Overview

Let's talk about React.js!

In the first post of this series, I created the base for the utils layer.

At that time, I created src/utils/formatDate.ts, but I never wrote unit tests for it!
In 2025, unit tests are a must-have for any program. So, let's add them.

Adding the Unit Test Base

For unit testing, I chose Vitest.
Why?

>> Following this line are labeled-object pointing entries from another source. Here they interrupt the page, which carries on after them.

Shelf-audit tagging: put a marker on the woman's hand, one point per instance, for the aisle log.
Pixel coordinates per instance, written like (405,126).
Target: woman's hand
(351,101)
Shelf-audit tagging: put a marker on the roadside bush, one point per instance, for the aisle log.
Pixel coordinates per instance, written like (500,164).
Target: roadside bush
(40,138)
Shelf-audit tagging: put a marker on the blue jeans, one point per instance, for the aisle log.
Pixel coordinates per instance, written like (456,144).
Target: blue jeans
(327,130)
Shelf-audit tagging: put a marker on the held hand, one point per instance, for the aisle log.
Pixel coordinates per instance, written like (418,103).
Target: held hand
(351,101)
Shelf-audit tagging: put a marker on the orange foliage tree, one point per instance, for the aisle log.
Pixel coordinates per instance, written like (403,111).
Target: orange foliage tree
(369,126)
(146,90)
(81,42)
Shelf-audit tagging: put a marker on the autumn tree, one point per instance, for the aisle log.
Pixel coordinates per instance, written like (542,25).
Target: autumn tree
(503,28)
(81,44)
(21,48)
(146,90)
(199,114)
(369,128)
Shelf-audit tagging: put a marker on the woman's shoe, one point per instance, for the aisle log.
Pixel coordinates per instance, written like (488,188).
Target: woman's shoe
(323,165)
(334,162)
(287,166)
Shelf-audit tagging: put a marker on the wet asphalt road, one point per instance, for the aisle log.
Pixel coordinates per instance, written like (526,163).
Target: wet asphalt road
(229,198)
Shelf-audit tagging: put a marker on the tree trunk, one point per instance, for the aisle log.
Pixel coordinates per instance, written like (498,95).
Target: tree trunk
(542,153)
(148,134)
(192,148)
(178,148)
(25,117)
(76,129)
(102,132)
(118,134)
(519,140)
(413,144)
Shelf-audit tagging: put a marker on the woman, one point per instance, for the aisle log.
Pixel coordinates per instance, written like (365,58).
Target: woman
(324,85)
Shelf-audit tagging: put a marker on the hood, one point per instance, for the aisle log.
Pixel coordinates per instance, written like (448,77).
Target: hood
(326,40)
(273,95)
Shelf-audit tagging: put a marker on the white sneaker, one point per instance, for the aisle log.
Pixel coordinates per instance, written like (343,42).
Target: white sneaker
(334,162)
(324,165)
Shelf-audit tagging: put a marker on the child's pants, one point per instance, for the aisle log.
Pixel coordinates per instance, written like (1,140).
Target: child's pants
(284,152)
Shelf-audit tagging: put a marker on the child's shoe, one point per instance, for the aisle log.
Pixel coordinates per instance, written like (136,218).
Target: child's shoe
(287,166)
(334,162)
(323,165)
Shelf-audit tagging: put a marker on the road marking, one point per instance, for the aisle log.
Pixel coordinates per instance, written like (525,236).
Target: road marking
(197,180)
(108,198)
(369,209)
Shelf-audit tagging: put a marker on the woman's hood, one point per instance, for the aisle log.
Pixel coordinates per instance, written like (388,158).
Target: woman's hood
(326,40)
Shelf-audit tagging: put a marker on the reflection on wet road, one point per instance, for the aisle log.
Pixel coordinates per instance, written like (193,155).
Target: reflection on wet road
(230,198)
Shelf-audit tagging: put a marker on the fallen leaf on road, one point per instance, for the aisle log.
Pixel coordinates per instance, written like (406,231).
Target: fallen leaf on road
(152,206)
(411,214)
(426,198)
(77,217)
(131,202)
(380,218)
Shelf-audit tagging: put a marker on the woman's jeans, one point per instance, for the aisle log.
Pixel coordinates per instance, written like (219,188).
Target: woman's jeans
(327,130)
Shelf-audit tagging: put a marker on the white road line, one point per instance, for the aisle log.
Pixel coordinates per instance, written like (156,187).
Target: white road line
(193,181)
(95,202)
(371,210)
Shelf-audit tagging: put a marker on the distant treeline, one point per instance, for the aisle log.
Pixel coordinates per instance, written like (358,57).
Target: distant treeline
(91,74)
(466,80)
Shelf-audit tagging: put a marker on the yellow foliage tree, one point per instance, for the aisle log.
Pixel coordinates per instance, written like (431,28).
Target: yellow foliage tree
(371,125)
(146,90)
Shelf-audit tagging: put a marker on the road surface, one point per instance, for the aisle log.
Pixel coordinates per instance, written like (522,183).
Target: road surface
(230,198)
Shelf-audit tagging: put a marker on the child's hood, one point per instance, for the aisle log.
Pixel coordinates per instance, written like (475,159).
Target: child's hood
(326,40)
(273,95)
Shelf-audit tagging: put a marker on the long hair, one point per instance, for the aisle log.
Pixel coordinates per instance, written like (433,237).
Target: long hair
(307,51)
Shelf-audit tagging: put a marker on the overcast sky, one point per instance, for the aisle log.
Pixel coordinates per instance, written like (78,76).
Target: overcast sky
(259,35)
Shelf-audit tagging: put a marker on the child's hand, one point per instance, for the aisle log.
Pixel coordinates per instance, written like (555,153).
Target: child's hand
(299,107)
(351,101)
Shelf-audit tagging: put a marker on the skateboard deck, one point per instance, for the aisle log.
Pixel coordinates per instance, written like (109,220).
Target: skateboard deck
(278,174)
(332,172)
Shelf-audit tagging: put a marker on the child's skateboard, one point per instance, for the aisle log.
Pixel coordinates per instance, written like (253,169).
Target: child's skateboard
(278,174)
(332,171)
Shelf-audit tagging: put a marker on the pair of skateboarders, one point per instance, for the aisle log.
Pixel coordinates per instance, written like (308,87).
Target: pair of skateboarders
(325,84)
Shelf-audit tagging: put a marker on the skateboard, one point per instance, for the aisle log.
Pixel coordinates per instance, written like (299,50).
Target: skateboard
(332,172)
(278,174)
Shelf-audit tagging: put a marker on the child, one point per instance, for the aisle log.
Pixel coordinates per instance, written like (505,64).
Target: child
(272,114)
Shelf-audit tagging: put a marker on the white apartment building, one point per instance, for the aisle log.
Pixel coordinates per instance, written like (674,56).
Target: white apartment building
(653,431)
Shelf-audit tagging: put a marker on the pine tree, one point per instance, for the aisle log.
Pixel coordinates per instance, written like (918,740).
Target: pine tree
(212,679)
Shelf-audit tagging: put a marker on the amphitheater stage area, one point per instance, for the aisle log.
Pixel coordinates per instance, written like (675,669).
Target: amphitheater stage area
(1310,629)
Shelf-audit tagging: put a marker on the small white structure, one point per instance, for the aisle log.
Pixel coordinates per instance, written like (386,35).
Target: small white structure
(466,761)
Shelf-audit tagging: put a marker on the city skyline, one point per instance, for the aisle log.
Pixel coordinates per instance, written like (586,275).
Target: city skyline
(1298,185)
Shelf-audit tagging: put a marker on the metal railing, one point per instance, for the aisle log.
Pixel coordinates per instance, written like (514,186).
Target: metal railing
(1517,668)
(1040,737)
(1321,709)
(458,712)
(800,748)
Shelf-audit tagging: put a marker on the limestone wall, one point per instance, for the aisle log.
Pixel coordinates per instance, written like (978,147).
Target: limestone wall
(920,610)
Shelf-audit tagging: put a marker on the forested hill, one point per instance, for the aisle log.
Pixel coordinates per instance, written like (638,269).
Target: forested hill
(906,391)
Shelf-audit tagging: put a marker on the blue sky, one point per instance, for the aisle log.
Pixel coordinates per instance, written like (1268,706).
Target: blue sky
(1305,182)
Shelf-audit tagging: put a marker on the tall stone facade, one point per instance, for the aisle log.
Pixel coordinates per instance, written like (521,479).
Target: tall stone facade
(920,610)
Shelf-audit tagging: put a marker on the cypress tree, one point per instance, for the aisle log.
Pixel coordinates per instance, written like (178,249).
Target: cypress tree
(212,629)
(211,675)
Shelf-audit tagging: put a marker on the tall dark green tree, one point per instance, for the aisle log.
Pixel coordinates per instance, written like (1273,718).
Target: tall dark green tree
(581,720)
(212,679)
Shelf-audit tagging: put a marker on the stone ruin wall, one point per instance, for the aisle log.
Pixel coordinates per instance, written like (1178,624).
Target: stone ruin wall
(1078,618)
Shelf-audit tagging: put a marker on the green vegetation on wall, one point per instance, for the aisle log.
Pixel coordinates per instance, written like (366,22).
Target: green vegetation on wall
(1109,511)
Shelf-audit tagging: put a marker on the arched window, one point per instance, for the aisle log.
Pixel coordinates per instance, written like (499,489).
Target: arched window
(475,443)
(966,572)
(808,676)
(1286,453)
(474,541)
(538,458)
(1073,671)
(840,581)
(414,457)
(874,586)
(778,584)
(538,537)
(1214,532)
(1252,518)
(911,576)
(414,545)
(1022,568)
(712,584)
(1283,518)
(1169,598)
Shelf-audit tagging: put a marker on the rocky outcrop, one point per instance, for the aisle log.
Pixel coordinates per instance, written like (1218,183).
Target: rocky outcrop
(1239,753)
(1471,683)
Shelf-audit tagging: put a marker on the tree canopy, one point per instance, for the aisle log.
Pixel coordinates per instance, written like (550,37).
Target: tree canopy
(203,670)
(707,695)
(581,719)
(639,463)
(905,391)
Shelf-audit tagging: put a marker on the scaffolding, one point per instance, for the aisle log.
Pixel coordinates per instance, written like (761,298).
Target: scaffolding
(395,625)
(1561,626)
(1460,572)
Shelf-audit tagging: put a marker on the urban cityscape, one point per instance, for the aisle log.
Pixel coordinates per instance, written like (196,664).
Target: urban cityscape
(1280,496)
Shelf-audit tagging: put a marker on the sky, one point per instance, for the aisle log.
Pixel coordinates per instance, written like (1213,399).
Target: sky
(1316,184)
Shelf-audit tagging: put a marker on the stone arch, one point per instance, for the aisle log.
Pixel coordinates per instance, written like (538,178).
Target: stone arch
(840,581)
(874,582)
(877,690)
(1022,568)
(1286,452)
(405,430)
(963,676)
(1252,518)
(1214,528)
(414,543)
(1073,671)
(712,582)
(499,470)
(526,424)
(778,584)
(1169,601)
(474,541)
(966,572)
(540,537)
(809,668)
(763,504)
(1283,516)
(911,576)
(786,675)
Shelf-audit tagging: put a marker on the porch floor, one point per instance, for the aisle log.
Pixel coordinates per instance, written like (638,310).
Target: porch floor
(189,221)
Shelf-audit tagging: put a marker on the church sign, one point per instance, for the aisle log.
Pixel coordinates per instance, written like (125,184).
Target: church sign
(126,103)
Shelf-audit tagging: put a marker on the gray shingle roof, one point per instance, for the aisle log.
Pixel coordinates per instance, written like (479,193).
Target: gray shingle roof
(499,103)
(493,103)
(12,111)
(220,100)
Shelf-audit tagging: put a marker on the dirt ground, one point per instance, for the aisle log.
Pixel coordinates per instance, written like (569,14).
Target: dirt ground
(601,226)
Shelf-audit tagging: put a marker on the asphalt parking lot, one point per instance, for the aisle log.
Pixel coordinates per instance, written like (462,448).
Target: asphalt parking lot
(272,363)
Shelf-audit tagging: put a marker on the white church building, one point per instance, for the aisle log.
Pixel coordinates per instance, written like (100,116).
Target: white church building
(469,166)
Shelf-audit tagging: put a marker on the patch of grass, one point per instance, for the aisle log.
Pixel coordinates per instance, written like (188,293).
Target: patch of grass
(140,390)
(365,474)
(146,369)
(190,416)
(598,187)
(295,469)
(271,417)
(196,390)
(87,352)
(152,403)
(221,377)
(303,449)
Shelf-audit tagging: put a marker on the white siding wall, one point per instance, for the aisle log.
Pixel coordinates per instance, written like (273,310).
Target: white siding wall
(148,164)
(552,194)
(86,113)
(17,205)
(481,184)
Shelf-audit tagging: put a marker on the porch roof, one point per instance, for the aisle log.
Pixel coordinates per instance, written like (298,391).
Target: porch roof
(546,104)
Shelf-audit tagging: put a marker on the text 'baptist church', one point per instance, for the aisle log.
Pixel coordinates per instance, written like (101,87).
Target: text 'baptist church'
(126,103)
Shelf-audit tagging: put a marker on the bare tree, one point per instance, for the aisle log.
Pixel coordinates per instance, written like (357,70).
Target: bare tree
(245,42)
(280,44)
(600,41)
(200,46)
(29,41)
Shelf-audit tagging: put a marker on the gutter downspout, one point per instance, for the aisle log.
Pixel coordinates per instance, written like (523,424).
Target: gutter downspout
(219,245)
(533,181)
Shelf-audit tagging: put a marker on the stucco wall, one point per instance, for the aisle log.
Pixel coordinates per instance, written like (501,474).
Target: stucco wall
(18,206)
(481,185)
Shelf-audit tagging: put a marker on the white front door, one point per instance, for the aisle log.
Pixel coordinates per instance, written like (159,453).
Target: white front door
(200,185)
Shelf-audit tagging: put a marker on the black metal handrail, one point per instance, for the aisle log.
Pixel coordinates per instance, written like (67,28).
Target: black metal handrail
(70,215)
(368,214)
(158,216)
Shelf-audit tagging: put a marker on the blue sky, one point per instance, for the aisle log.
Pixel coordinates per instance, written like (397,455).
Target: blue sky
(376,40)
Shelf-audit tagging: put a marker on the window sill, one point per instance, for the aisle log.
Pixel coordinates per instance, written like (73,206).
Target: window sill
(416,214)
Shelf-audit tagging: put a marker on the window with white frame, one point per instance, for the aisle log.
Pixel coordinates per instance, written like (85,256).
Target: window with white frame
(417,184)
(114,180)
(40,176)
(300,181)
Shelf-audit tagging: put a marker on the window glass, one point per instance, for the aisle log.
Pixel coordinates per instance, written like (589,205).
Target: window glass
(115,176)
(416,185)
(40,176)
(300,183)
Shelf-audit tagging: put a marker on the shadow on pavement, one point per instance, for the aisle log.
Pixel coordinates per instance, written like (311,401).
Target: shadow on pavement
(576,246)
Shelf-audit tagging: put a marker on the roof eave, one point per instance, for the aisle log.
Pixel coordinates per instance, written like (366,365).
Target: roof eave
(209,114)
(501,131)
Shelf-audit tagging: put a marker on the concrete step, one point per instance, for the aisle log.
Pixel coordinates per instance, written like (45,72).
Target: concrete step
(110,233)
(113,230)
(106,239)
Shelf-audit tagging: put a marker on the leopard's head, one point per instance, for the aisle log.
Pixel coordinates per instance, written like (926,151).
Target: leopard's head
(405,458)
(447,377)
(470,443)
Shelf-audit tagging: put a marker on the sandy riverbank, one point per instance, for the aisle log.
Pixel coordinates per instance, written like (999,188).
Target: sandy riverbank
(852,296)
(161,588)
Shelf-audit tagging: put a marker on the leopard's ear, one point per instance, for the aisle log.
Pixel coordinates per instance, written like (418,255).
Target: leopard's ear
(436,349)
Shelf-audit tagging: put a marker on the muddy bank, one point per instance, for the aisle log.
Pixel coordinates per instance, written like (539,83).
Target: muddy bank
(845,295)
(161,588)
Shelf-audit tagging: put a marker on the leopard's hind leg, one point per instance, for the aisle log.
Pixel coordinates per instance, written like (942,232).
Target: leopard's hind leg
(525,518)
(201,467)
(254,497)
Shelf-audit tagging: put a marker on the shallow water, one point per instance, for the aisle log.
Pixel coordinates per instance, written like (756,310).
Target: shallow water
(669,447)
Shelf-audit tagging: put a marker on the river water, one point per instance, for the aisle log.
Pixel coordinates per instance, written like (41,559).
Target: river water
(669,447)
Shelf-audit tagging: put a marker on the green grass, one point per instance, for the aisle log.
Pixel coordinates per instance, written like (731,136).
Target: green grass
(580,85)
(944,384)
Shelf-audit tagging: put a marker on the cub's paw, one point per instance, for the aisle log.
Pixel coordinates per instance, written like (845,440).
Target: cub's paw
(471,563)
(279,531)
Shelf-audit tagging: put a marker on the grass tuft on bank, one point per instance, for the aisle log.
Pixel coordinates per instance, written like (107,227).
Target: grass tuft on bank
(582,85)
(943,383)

Because when I set up this starter kit, I used the following command:

yarn create vite my-react -- -template react-swc-ts

Since the project is based on Vite, it makes sense to use Vitest.

yarn add -D vitest
# Install Vitest.
# Create src/utils/formatDate.test.ts
echo 'import { describe, it, expect } from "vitest"
import formatDate from "./formatDate"

// Vitest doc: https://vitest.dev/api/

describe("formatDate", () => {
  it("should format date as `Month day, year`", () => {
    const date = new Date("2023-03-15")
    const result = formatDate(date)
    expect(result).toBe("March 15, 2023")
  })
})' > src/utils/formatDate.test.ts
# Try running the tests.
# Without "run": watch mode
# With "run": standard execution
yarn run vitest run
# Output ↓
# $ ...my-react/node_modules/.bin/vitest run
# ...omitted
#  ✓ src/utils/formatDate.test.ts (1 test) 9ms
#    ✓ formatDate > should format date as `Month day, year`
#
#  Test Files  1 passed (1)
#       Tests  1 passed (1)
# ...omitted
# Done in 0.71s.

Conclusion

Yep, it's perfect.

But... Python already has a built-in unittest module, so you don't even need to install anything.
(Though you still need to import unittest... just a Pythonista's remark.)